Er verweist dabei auf den dramatischen Rückgang von Sozialwohnungen in Sachsen − allein in Leipzig ging die Zahl der Sozialwohnungen von knapp 45.000 im Jahr 2010 auf 391 im Jahr 2015 zurück. Das gesamte vom Bund bereitgestellte Geld für soziale Wohnraumförderung müsse auch dafür ausgegeben werden, fordert der Abgeordnete.

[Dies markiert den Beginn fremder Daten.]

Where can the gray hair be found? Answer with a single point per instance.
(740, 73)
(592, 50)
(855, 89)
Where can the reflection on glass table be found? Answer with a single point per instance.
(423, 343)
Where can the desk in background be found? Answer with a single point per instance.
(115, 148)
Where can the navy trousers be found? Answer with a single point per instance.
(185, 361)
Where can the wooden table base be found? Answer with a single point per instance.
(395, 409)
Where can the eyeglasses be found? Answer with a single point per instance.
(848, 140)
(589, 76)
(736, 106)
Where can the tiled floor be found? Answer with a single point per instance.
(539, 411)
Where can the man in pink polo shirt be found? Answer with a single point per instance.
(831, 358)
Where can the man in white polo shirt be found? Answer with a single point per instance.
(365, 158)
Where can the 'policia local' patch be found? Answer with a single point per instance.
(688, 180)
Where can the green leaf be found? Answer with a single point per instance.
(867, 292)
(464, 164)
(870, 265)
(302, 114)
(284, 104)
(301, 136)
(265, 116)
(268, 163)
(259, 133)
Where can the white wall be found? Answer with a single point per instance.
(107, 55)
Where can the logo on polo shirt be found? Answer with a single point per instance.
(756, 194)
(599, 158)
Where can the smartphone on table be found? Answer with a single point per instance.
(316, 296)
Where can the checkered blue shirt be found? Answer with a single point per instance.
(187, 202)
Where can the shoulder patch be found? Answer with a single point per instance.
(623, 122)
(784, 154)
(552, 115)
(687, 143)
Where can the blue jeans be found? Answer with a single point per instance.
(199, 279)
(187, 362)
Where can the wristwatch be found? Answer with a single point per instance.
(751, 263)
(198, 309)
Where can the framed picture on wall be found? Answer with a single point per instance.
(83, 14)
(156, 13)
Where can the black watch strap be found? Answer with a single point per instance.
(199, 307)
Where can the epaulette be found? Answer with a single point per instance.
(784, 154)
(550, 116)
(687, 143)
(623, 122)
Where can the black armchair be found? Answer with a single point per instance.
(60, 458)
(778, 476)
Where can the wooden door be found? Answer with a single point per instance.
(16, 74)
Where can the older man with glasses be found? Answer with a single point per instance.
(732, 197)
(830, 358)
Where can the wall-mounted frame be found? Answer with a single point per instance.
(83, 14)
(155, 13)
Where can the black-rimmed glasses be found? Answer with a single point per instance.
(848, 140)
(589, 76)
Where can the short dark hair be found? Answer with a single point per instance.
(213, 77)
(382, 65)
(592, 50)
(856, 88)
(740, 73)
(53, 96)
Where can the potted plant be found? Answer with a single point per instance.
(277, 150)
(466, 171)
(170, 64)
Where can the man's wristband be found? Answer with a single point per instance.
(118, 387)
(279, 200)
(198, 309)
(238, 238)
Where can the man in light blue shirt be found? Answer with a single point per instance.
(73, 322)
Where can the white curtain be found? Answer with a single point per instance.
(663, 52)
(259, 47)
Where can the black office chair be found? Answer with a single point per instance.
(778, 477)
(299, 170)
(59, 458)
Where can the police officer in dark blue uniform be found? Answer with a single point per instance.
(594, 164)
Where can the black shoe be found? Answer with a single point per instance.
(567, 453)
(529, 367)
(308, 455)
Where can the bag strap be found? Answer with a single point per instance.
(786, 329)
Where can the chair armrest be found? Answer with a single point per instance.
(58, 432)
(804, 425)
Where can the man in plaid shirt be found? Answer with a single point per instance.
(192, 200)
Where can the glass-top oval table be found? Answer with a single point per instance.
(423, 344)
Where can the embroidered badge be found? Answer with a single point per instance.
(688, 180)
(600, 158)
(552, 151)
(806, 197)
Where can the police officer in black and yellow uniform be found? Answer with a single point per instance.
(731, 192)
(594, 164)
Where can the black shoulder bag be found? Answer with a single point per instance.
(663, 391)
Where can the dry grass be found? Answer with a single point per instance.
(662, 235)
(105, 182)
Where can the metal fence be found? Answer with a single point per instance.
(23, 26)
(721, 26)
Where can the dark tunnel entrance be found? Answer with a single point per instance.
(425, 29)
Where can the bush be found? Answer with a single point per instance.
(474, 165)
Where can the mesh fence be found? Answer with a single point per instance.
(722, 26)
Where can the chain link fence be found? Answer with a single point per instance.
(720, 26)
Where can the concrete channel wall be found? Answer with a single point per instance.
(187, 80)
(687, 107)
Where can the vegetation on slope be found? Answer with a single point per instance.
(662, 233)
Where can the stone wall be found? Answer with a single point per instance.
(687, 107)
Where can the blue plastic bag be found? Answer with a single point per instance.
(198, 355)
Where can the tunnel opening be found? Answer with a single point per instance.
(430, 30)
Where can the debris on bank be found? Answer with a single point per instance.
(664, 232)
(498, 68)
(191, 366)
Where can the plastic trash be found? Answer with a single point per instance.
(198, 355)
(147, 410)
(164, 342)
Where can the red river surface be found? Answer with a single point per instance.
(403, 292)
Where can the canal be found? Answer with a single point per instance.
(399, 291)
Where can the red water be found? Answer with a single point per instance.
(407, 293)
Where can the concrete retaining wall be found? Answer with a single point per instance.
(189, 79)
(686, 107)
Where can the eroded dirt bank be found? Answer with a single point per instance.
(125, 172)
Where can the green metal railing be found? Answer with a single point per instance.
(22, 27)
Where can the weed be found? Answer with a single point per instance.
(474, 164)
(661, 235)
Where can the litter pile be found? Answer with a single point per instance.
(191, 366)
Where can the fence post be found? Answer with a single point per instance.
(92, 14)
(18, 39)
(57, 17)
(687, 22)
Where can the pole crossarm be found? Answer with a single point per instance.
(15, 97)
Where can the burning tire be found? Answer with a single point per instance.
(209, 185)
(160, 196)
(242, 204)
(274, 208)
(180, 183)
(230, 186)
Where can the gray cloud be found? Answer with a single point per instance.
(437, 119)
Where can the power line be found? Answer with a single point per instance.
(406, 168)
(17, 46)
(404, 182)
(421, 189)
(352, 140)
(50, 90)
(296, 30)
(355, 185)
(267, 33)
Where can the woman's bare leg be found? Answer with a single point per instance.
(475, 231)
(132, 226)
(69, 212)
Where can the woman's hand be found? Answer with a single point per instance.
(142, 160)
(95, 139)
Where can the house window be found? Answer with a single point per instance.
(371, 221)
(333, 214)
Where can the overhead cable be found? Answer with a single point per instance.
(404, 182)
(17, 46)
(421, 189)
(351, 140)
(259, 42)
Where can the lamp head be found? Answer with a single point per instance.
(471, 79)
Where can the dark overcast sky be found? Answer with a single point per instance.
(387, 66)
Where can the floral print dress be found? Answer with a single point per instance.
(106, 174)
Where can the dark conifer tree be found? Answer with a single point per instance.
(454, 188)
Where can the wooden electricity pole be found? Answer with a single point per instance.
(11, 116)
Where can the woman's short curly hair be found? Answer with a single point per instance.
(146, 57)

Bei den im Haushaltsentwurf eingestellten 106 Millionen Euro im Titel ‚03 23/ 893 02 Zuschüsse für die Wohnraumförderung‘ lohne der Blick ins Kleingedruckte. In den Erläuterungen sei zu lesen, dass aus diesem Topf nicht nur Zuschüsse zur sozialen Wohnraumförderung (mit Mietpreis- und Belegungsbindung), sondern auch Zuschüsse zur barrierearmen Anpassung von Mietwohnungen sowie Zuschüsse für wohnungswirtschaftliche Modellprojekte ausgegeben werden sollen.

„Um hier Transparenz herzustellen, habe ich mehrere Kleine Anfragen an Innenminister Markus Ulbig (CDU) eingereicht. Ich möchte wissen, in welcher Höhe tatsächlich die Schaffung von Sozialwohnungen in den nächsten beiden Jahren gefördert wird, wie viele Wohnungen mit dem Geld entstehen sollen und warum die Staatsregierung sich weigert, die vollständige vom Bund zur Verfügung gestellte Summe einzusetzen“, sagt Günther. „Auch beim angestrebten Förderprogramm sind die Details noch unklar. Wir fordern, dass ein Zuschuss von Fördergeldern nur gewährt wird, wenn dadurch möglichst langlaufende Belegungsrechte garantiert werden. Auch hier verlange ich von der Staatsregierung Auskunft.“

Wenn alles so bleibt, wie jetzt geplant, werden es vor allem die Städte Dresden, Leipzig und Chemnitz sein, die sich in die für sozialen Wohnungsbau bereitgestellten 106 Millionen Euro teilen würden, weil hier wieder erhöhter Bedarf am Bau preiswerter Wohnungen besteht. Da das die Summe für zwei Jahre ist, fallen pro Jahr 53 Millionen Euro an, für eine Stadt wie Leipzig also etwas über 20 Millionen Euro, was ungefähr 200 geförderten Wohnungen entsprechen würde.

Gebraucht aber werden – wenn Leipzigs Wachstum so weitergeht – zwischen 1.000 und 1.500 Wohnungen mit Belegungsbindung pro Jahr, was 100 bis 150 Millionen Euro allein für Leipzig bedeuten würde. Der Freistaat versucht also ein weiteres Mal, die Mittel knapp zu halten und das Thema auszusitzen.